• I’d forgotten how to figure out the Soekris’ MAC address, which is needed for the DHCP server config. Turns out it’s shown when you tell the soekris to try netbooting via boot f0.
• The ubuntu (& presumably debian) tftpd configures itself without the -s flag, which allows pxeboot’s requests for files like /bsd to be found in the /srv/tftp/ directory
• Despite rediscovering the above, I ended up reinstalling onsite from my macbook. Got most of the way thanks to tfpd tips here and the ISC dhcp server from MacPorts. However, as launchd was involved, there was much unhappiness getting tftpd to actually serve the files in question. Had just about thrown up my hands when I figured out that the -s flag actually works the same as it does in debian, not the way the OS X manpage says it does.
• After close to 10 years of being confused about why OpenBSD’s installer often pukes when trying to use a local ftp or http connection, I finally thought to look at my local webserver’s access log, and saw that the installer was trying to get an index.txt file. Creating one with the name of the relevant files did the trick.
• I thought to plug the Soekris into a Kill a Watt while installing, and never saw a draw of over 4 watts while formatting the CF, copying over the install set, or writing the files. Not bad! Idles at 2 watts.

Rather than taking Michiel’s exact approach with the memory filesystem, I decided I’d use the memoryfs for the commonly-changed files, but leave the root writeable, which has the benefit of allowing ports to be installed and configuration changes to be made on the fly.

1. Which soekris? Current needs are reasonably simple firewalling for a smaller office, so the 4501 answers nicely. Would consider 5501s for an office with more traffic / servers.
2. What media? 2 GB CF cards are cheap as dirt now, I remember running OpenBSD on systems with smaller hard drives… the lower heat / power / footprint and higher reliability of CF is very attractive for this application, compared to a hard drive.
3. What OS / distro? Initially, I’m going with what’s basically a default i386 OpenBSD installation. Commonly used for firewalls, and given the cheapness and reliability of CF these days, a generic setup should work for now. Once I’m comfortable with how things are running I’ll look into more options for minimizing writes, and possibly mounting some or all of the FSes ro. The most promising reference I’ve found so far is Michiel van Baak’s guide.
4. What style of installation? Having serial access seems like a much better idea than just blindly booting CF cards, for troubleshooting purposes if nothing else. This also flows from the previous question, if I’d settled on a flashdist type approach, I’d be writing via a CF card. As it was, I got a keyspan USB-to-serial connector (drivers for OS X and linux!) & a null modem, and talked to the 4501 via screen /dev/cu.KeySerial1 19200 from my laptop. I then booted the Soekris from a convenient Debian server, with some helpful tips from here.

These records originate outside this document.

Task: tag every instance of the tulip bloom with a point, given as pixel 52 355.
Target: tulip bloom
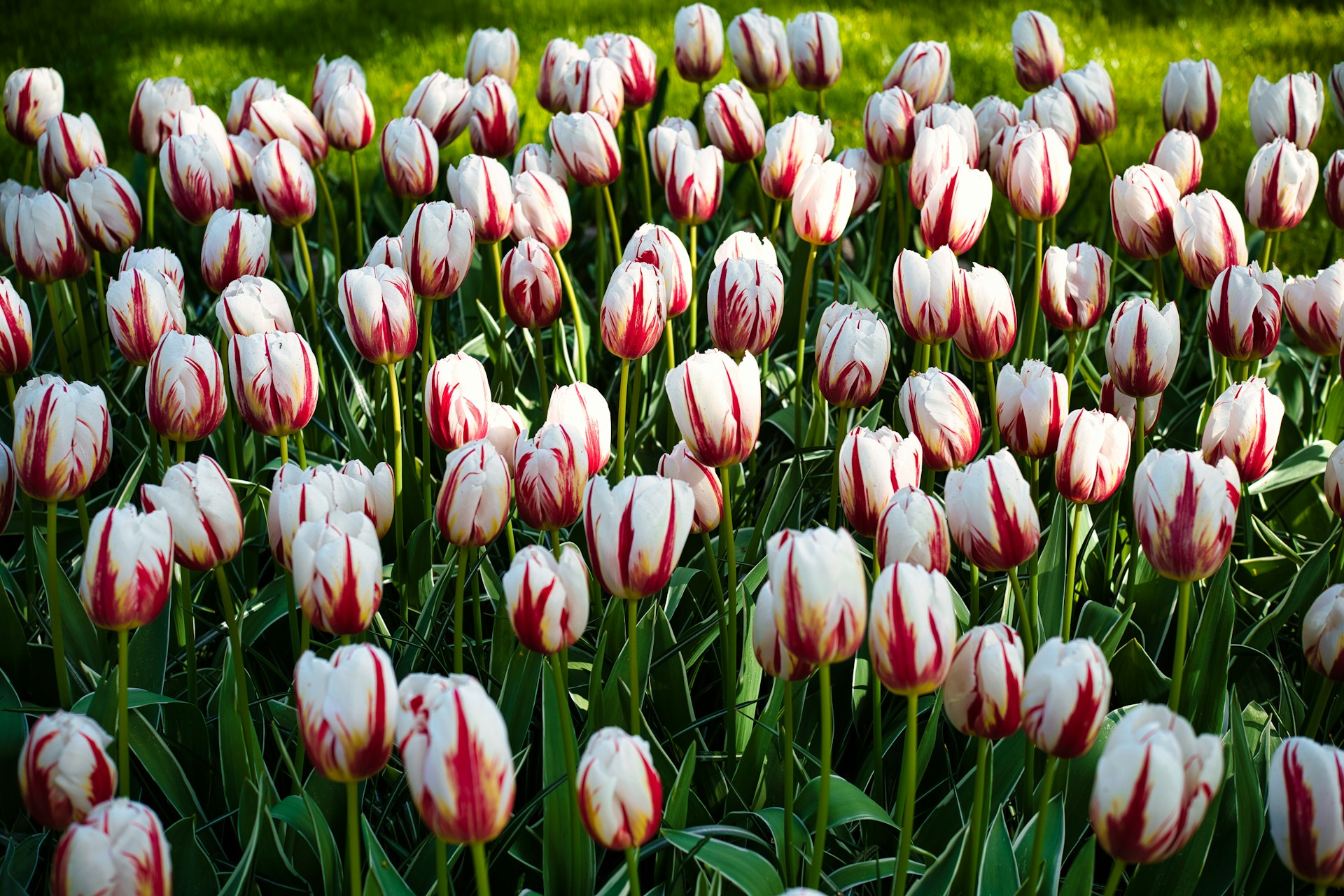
pixel 118 848
pixel 274 382
pixel 1093 456
pixel 127 567
pixel 584 410
pixel 1280 186
pixel 378 307
pixel 911 629
pixel 1155 780
pixel 853 351
pixel 941 413
pixel 636 532
pixel 185 388
pixel 983 690
pixel 547 598
pixel 1142 347
pixel 745 305
pixel 875 465
pixel 347 711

Stumbling blocks I ran into:

• The whole TFTP booting situation was tricky due to a missing ‘next-server’ directive in my dhcpd conf file, which I fixed thanks to this.
• After that, I got hung at

  
  boot> boot bsd.rd
  booting tftp:bsd.rd: 4780308+874136 [52+178240+163973]=0x5b821c
  entry point at 0x200120

  which was fixed by doing

  
  boot> set tty com0
  boot> stty com0 19200

  before booting bsd.rd (thanks to google’s cache of an mailing list discussion for that).

From my research, it looks like the necessary pieces are:

• Soekris 4501 & case - $173
• power supply - $11
• 2 GB SanDisk CF - $26
• USB card reader - $12 (to write to the CF card, naturally)
• Null Modem & USB <-> DB9 cable - $27 (no hardware with DB9 around)

So, for about $250 + some shipping, and a bit of fiddling around time, this could be a pretty robust solution. I’m not sure I’d care to work out all the installation and configuration details myself, but there are a couple guides to getting everything up & running. I’ll certainly add my own notes if I go through with this.